By Chandini Monnappa and Rishab Shaju
(Reuters) -British investment platform AJ Bell on Friday raised its 2025 pre-tax profit margin forecast after a surge in customer activity helped half-year profit rise 12%, sending shares to a record high.
Fluctuating tariff policies under U.S. President Donald Trump have heightened market volatility and global recession concerns, leading to increased customer activity for investment managers.
AJ Bell said it expects 2025 profit before tax margin to be over 42%, higher than the 40% it had forecast earlier, and said half-year transactional revenue rose 45.1% from a year ago.
Shares jumped more than 10% to 503.5 pence by 0730 GMT.
Analysts at Jefferies said in a note that they anticipate a positive market response and upward revisions to forecasts after “excellent” results.

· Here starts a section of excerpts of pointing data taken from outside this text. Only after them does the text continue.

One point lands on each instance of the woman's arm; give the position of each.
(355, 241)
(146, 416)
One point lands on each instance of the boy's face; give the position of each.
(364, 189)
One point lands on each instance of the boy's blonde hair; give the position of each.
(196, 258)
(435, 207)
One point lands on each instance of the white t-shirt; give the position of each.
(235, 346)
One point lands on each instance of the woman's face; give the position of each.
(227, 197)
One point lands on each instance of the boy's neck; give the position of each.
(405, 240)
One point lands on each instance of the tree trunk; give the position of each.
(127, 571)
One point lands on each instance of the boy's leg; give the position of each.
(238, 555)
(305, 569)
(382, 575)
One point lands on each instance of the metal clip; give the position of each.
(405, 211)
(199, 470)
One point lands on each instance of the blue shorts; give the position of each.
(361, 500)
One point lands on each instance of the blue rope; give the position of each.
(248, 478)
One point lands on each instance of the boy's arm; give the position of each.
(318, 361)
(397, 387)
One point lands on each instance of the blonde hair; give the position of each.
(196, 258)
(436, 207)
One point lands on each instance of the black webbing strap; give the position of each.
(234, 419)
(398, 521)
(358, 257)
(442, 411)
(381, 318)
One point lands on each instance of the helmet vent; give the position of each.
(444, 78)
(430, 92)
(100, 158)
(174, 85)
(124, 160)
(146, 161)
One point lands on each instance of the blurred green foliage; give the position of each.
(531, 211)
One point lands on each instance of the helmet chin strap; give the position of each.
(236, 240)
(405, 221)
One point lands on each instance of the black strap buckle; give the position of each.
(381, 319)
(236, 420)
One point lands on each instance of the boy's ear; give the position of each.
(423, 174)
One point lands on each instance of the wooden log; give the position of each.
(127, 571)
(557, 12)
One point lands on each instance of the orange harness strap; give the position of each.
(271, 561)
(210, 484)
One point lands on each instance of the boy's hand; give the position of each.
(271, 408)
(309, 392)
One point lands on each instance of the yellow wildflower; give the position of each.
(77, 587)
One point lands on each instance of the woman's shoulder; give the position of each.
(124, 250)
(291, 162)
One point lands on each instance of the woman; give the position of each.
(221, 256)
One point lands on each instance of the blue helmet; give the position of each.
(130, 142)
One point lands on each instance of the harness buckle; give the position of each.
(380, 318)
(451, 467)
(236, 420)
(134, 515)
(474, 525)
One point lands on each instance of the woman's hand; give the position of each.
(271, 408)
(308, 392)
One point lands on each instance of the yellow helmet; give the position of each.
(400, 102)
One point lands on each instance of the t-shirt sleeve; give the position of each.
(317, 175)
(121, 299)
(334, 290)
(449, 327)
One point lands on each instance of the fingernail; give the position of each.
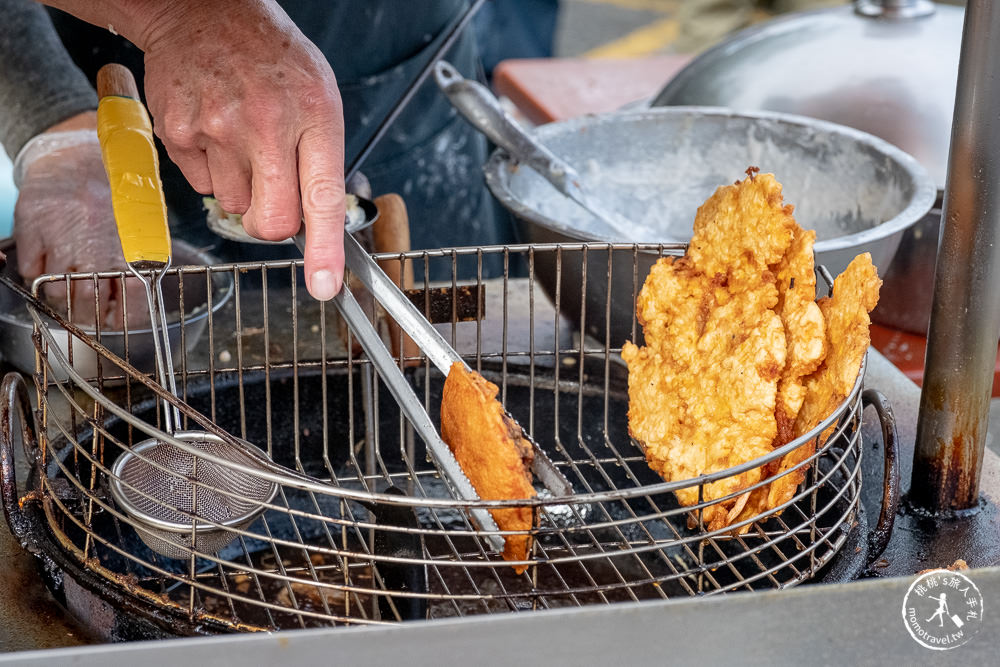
(324, 285)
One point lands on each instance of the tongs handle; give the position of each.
(409, 318)
(126, 136)
(395, 303)
(437, 349)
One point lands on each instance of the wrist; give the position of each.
(86, 120)
(47, 143)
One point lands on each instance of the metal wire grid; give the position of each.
(379, 538)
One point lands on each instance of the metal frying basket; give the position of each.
(371, 533)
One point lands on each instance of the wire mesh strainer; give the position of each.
(273, 371)
(182, 502)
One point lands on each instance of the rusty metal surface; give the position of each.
(920, 541)
(965, 316)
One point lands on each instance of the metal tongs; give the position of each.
(439, 352)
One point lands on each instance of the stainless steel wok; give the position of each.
(657, 166)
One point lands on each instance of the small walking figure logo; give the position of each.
(927, 615)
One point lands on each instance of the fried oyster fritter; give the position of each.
(739, 358)
(855, 294)
(492, 451)
(703, 390)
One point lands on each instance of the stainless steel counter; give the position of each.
(866, 611)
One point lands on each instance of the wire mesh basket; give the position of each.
(369, 532)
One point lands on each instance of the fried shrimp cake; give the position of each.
(855, 295)
(492, 451)
(702, 390)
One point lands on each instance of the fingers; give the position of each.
(182, 139)
(230, 176)
(30, 244)
(275, 212)
(321, 174)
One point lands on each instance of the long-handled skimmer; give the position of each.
(141, 215)
(179, 498)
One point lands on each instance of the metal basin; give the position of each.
(17, 348)
(657, 166)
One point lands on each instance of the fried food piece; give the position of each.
(702, 390)
(743, 229)
(855, 294)
(492, 451)
(805, 329)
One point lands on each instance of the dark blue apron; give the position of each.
(376, 48)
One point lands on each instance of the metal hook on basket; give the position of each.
(879, 536)
(14, 405)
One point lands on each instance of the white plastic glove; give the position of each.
(63, 223)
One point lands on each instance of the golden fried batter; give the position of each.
(703, 389)
(491, 450)
(855, 294)
(739, 359)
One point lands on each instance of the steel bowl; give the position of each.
(657, 166)
(18, 350)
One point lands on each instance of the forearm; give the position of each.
(40, 86)
(141, 21)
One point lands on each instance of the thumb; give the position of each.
(321, 182)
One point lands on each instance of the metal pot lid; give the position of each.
(889, 68)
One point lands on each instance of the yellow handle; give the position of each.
(126, 136)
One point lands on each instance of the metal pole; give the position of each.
(965, 317)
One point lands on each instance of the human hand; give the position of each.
(249, 110)
(63, 223)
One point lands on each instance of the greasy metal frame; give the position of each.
(304, 565)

“Market volatility or short-term drops do not tend to deter (retail investors),” CEO Michael Summersgill told Reuters in an interview following the company’s results announcement.

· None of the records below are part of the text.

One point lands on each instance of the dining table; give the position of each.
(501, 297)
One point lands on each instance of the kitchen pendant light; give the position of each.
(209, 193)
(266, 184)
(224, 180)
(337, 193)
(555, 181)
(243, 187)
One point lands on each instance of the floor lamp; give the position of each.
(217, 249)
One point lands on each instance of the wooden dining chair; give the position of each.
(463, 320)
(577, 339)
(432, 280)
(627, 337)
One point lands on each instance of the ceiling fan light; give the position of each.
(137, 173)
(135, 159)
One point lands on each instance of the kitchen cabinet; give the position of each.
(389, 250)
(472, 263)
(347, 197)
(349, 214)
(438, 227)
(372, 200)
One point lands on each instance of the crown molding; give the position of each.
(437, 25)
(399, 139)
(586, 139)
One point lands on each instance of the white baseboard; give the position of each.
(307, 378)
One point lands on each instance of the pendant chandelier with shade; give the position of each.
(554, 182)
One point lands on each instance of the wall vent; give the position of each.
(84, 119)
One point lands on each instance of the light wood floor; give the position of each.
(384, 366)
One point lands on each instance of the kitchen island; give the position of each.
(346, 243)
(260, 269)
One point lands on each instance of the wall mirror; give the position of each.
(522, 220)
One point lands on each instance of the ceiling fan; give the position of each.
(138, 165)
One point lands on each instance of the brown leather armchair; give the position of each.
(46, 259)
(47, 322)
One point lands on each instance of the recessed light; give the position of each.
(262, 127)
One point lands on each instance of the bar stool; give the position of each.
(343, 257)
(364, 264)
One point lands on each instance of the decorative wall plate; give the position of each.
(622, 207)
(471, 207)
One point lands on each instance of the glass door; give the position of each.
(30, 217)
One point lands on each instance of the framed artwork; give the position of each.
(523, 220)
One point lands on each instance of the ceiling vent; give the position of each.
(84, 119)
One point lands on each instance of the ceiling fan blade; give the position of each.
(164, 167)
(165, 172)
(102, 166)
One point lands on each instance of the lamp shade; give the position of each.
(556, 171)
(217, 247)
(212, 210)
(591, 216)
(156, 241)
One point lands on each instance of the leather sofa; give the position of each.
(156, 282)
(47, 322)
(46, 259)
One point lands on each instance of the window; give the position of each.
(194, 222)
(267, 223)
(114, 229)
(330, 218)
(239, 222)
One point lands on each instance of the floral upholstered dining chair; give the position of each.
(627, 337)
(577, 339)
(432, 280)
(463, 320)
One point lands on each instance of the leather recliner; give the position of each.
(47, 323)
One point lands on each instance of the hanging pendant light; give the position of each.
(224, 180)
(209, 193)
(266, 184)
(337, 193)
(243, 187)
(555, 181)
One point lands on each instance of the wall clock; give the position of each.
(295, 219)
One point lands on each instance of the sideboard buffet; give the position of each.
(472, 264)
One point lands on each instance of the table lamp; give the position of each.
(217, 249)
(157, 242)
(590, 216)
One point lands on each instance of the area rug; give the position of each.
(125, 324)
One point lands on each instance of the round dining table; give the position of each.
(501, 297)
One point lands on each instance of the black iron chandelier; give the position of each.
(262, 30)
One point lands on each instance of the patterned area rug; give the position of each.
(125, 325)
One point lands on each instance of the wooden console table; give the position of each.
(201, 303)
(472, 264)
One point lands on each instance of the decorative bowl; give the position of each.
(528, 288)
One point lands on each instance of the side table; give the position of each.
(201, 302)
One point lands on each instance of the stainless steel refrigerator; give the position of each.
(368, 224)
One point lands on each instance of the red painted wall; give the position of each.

“Instead, many see it as an opportunity – thinking, I’m investing for the next 20 years, so this could actually work in my favour,” he said.
AJ Bell, which offers a broad range of financial services including asset management, added 50,000 customers at the end of the first half of the year.
The company also announced a 25 million pound ($33.68 million) share buyback and an interim dividend of 4.50 pence per share, 6% higher than last year.